Though both One Piece and Naruto are no stranger to filler episodes, particularly the latter, Bleach held the highest filler percentage of the three. A whopping 45% of Bleach episodes are nothing but filler, non-canon content that didn’t progress the story in any way. Given that the series is not that long by default compared to the other Big Three series, this percentage was particularly impactful. Lumps of filler episodes combined with weaker arcs in its later stages marked the end for Bleach – at least until 2022.

For the ten years between 2012 and 2022, though, Bleach suffered from a content drought, which did nothing to help its already dwindling popularity. One Piece carried on as One Piece always has, with an unshakeable fanbase and consistent episodes, and though the curtain fell on Naruto in 2017, Boruto premiered less than a month later, and kept the world of Naruto alive (as much as it probably shouldn’t have). Bleach was left to fade away, its memory kept alive only by its fanbase. In many ways, it’s miraculous that Bleach has managed to bounce back in recent years as it has, but if anything, that only speaks to how strong the series once was, and how influential it’s been on anime’s modern sensibilities.

Image by Pierrot

Nowadays, Bleach is doing great, as the adaptation of the Thousand-Year Blood War continues to highlight what could have been if the whole manga had been adapted with as much passion and ferocity as this arc. Looking past the spectacle, the story of Bleach has remained consistent. Nothing about the plot of the Thousand-Year Blood War is particularly advanced in comparison to the original anime’s arcs. Its modern-day success lies in the show’s ability now to let its world, characters, and unique vibe thrive.

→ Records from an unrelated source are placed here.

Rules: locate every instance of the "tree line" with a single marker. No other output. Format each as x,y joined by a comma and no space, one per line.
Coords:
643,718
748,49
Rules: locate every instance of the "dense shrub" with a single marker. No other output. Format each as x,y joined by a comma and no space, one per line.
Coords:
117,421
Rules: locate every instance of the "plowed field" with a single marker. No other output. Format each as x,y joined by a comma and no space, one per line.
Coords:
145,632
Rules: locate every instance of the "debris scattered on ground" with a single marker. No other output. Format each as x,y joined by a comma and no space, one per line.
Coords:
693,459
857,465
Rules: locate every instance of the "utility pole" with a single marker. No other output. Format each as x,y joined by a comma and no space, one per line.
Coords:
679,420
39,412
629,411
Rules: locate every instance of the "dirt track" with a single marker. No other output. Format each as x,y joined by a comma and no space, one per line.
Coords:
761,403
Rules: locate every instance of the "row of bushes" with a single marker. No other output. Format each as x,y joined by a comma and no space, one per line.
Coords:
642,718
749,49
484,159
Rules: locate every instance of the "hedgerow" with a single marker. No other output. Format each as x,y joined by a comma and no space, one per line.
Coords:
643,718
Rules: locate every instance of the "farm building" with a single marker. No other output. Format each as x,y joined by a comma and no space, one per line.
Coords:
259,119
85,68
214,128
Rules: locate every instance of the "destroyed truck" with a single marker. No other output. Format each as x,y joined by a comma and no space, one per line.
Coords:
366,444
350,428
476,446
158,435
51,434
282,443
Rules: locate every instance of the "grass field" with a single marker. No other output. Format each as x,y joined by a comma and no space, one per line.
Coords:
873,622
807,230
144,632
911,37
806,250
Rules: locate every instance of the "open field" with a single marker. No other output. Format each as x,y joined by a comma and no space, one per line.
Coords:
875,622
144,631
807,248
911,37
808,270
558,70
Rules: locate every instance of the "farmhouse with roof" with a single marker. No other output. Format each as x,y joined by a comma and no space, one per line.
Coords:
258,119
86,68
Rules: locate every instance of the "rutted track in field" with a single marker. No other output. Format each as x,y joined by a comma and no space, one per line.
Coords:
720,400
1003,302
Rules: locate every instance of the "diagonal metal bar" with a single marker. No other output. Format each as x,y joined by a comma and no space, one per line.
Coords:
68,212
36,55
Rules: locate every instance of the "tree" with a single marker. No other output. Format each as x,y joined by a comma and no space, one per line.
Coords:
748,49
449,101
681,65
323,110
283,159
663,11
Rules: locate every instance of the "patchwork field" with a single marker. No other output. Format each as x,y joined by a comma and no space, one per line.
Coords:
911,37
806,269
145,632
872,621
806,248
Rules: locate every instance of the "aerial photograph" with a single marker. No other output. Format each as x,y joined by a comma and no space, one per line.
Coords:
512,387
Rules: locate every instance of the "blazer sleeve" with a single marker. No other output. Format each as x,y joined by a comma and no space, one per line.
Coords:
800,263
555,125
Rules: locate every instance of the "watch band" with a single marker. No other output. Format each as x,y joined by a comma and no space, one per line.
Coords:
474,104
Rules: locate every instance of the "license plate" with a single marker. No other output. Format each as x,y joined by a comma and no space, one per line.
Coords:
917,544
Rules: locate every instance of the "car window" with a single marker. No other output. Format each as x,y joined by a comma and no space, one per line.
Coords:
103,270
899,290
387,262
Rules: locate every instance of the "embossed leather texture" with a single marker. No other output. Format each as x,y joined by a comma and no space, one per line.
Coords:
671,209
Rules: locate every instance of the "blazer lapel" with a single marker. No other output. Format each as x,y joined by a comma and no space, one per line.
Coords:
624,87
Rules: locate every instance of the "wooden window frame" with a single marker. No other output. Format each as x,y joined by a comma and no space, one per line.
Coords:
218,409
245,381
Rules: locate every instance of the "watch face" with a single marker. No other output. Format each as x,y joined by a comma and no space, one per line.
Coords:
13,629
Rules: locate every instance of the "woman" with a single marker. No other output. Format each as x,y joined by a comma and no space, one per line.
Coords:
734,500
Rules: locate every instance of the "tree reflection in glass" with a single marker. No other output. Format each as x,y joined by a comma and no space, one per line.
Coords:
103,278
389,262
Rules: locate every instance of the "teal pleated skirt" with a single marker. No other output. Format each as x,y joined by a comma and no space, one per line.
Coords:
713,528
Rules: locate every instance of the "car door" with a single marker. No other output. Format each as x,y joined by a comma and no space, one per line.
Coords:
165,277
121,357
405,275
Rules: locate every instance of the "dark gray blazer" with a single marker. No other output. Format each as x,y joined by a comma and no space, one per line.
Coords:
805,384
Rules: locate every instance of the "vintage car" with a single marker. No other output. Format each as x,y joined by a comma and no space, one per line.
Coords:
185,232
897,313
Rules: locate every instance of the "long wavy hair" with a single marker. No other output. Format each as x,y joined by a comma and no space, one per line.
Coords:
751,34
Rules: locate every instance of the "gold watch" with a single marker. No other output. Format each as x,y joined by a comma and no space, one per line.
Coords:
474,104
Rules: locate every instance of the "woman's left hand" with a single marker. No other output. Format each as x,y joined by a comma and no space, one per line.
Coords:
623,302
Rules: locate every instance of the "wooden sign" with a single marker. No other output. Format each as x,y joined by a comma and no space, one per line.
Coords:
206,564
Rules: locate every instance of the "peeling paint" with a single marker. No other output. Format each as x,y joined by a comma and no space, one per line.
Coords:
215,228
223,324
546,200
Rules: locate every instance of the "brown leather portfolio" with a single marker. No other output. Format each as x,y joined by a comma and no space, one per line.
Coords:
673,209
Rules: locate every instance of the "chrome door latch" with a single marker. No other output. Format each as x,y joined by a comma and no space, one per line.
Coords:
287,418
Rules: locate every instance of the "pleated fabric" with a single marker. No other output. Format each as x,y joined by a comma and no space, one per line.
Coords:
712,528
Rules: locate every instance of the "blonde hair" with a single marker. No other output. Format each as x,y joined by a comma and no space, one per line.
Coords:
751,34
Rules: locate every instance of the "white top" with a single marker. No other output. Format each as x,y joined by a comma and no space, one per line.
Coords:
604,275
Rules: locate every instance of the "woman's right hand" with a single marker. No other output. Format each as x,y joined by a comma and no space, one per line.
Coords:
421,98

If anything, the modern success of Bleach proves something that Bleach fans have been saying about the series since its debut – it is, by far, the coolest of the Big Three. Perhaps this is why so many modern shonen anime have taken inspiration from Bleach. Plenty of today’s shonen owe inspiration to Kubo’s work, but in particular, Bleach can be credited as the main influence of the Dark Shonen Trio, a triad of contemporary action anime that have found success in their takes on themes introduced to shonen by Bleach – Hell’s Paradise, Chainsaw Man, and of course, Jujutsu Kaisen.

And so, 20 years on, it’s important to look back at Bleach and recognise that, despite some of its faults, the anime is more than deserving of being named alongside Naruto and One Piece as a Big Three member. In celebrating the anime’s anniversary, viewers will quickly find that the uninhibited version of Bleach that we see today, as well as some of the other incredible modern shonen shows we know and love, have only been made possible by original Bleach’s breaking of the mold that haunted the shonen scene. Back in 2004, Bleach proved that maturity and darkness could go hand-in-hand with the shonen genre, and though that point wasn’t able to be fully realised back in the day, the risks that Bleach took can be credited as the reason anime is in such a good place today. So, as much as we love Naruto and One Piece, Bleach deserves its spot right there with them, and 20 years on, that sentiment is more discernible than ever.


Conclusion

Image by Pierrot

All 16 seasons of original Bleach are available to stream right now on Disney Plus. Also available on Disney Plus are all episodes of Bleach: Thousand-Year Blood War, and with Part 3 of this arc just around the corner, now is a great time to get a refresher on all the greatness the anime has to offer over the last 20 years. Part 3 of the Thousand-Year Blood War begins on Disney Plus on October 5 2024.